April 1, 2017 CNA Daily News 0

Rome, Italy, Apr 1, 2017 / 04:02 pm (CNA/EWTN News).- Reproductive issues often leave Catholics and secular feminists at odds, but a recent anti-surrogacy conference in Rome has created an unusual camaraderie between the two.

“Se Non Ora Quando,” a feminist group known for its left-wing views, called surrogacy “incompatible with human rights and with the dignity of women,” according to the Atlantic.

The conference met last Thursday at a lower House of Parliament in Rome. Women intellectuals, doctors, and scholars from all over the world, pleaded with the United Nations to ban European citizens from traveling abroad to procure surrogate mothers.

Surrogacy is when a woman carries a baby to term for a third party, often involving payment. The pregnancy is achieved by in-vitro fertilization, in which an egg is fertilized in a lab then placed into the woman’s womb.

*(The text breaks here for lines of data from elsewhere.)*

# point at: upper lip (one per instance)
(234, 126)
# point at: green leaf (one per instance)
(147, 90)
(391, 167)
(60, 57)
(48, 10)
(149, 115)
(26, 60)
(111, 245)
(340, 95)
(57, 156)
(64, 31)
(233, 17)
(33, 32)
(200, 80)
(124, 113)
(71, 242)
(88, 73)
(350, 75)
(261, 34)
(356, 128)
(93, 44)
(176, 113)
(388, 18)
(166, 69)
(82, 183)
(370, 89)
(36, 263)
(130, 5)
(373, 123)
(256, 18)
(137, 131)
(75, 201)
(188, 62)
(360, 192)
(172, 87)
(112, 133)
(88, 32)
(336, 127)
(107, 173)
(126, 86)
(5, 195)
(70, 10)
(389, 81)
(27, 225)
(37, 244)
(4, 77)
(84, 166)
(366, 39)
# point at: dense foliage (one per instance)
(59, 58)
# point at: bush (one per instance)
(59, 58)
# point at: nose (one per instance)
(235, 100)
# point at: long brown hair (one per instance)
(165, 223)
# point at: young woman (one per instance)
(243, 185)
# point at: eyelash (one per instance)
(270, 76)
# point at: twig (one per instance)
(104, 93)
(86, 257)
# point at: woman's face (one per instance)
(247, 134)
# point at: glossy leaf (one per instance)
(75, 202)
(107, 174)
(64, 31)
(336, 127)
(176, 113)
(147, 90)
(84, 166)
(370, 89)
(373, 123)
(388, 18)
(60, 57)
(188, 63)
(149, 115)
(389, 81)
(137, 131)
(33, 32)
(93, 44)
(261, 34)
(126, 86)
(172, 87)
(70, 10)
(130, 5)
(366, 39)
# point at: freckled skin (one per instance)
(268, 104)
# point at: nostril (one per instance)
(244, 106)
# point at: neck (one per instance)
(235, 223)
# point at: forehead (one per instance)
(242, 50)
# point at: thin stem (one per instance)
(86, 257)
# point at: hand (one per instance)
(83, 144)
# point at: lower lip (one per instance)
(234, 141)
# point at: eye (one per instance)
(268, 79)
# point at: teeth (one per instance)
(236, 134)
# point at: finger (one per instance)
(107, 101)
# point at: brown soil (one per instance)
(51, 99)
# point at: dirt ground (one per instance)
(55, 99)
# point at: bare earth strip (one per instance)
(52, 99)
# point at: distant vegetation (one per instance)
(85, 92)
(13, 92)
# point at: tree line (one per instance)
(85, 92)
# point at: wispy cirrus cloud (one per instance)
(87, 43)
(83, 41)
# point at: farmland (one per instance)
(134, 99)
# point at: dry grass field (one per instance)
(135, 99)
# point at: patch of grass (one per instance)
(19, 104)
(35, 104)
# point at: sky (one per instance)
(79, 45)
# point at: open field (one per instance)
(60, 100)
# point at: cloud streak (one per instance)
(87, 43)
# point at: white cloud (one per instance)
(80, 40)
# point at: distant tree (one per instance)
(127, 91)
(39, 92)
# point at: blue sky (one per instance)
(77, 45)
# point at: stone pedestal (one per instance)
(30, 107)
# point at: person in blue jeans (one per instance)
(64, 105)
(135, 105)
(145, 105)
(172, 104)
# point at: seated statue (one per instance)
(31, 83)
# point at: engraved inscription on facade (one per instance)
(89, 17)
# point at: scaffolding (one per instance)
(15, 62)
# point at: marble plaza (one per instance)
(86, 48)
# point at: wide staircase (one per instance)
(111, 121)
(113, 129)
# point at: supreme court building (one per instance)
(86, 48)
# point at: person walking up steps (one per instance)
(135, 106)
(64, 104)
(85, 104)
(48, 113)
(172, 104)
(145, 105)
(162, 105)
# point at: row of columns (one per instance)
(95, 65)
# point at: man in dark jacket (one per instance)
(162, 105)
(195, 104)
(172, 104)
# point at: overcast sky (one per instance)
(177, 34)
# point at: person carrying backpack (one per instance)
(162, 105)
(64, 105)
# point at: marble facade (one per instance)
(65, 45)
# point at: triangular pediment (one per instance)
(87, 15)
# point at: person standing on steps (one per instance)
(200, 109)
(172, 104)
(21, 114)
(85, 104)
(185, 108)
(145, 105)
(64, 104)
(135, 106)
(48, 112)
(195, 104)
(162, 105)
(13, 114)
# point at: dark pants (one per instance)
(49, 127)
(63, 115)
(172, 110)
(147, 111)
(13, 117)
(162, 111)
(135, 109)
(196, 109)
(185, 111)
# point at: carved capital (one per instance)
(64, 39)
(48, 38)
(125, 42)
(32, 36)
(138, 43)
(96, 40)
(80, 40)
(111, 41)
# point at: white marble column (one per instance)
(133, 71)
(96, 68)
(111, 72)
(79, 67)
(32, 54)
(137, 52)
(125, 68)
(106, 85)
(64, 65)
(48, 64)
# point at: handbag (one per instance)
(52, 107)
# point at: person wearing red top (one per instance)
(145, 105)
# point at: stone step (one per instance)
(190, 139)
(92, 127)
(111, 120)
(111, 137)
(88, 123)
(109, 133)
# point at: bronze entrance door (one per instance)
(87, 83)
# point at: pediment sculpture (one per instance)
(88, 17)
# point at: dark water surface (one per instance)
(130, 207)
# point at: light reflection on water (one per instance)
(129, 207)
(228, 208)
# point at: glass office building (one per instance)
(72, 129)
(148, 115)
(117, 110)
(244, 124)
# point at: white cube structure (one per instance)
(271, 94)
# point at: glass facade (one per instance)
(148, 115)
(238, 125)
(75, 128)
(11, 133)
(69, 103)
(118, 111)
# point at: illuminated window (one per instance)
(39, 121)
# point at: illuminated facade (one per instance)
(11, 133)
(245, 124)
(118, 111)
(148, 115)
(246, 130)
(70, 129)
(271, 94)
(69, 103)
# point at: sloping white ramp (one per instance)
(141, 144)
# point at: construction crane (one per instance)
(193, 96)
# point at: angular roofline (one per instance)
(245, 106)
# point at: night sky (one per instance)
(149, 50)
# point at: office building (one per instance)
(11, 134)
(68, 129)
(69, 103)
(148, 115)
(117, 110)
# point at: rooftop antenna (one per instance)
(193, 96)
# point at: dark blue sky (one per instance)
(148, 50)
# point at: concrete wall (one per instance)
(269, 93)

While the practice is legal in Canada and most of the United States, regulations vary depending on the state. Surrogacy is banned, however, in almost all of Western Europe, including France, Spain, Sweden, Germany, and Italy. Some countries, such as England, do not enforce surrogate contracts and women are not required by law to give up the baby they bore for a third party.

The Catholic Church opposed surrogacy in Donum Vitae, a document on biomedical issues written in 1987.

“Surrogate motherhood represents an objective failure to meet the obligations of maternal love,” the document reads. It further called the practice a “detriment” to the family and the dignity of the person by divorcing “physical, psychological and moral elements which constitute those families.”

In recent years, left-wing feminists have actively opposed surrogacy in countries like Spain and France, claiming it as an attack against women’s dignity, especially as an injustice to the poor. They have compared surrogacy to prostitution, and the expressed their concern for its promotion of human trafficking.  

“The state of necessity of women who turn to renting their womb, for a price, is not unlike sexual exploitation,” said the Spain-based Feminist Party, who protested a local surrogacy fair in 2016.

The United Nations’ parliament condemned surrogacy in 2015, labeling it as a practice which “undermines the human dignity of the woman since her body and its reproductive functions are used as a commodity.” World leaders have also identified a high of surrogate mothers are poor women in third world countries.

Sheela Saravanan gave her testimony to the “Se Non Ora Quando” conference last week, detailing the struggle women are faced with in India.

“Our surrogate mothers are stressed physically and mentally even if they receive money,” and they experience “poverty, illiteracy, submissiveness,” Saravanan said, according to the Italian bishops’ newspaper Avvenire.  

She also explained that these “mothers who do not claim rights” are subject to abortions if the baby is disabled.

Many feminists have expressed concern that surrogacy not only coerces impoverished women, but has unhealthy side effects. The psychologist Fabio Castriota, told the conference that birth and motherhood are inseparable, and that a “separation trauma” leaves an impression on both the baby and the woman.

“Se Non Ora Quando,” means “If not now, when?” The group emerged in response to what they view as the sexist treatment of women in the media. They are especially known for organizing the 2011 rally against then-prime minister Silvio Berlusconi, who faced accusations of sleeping with an underage woman.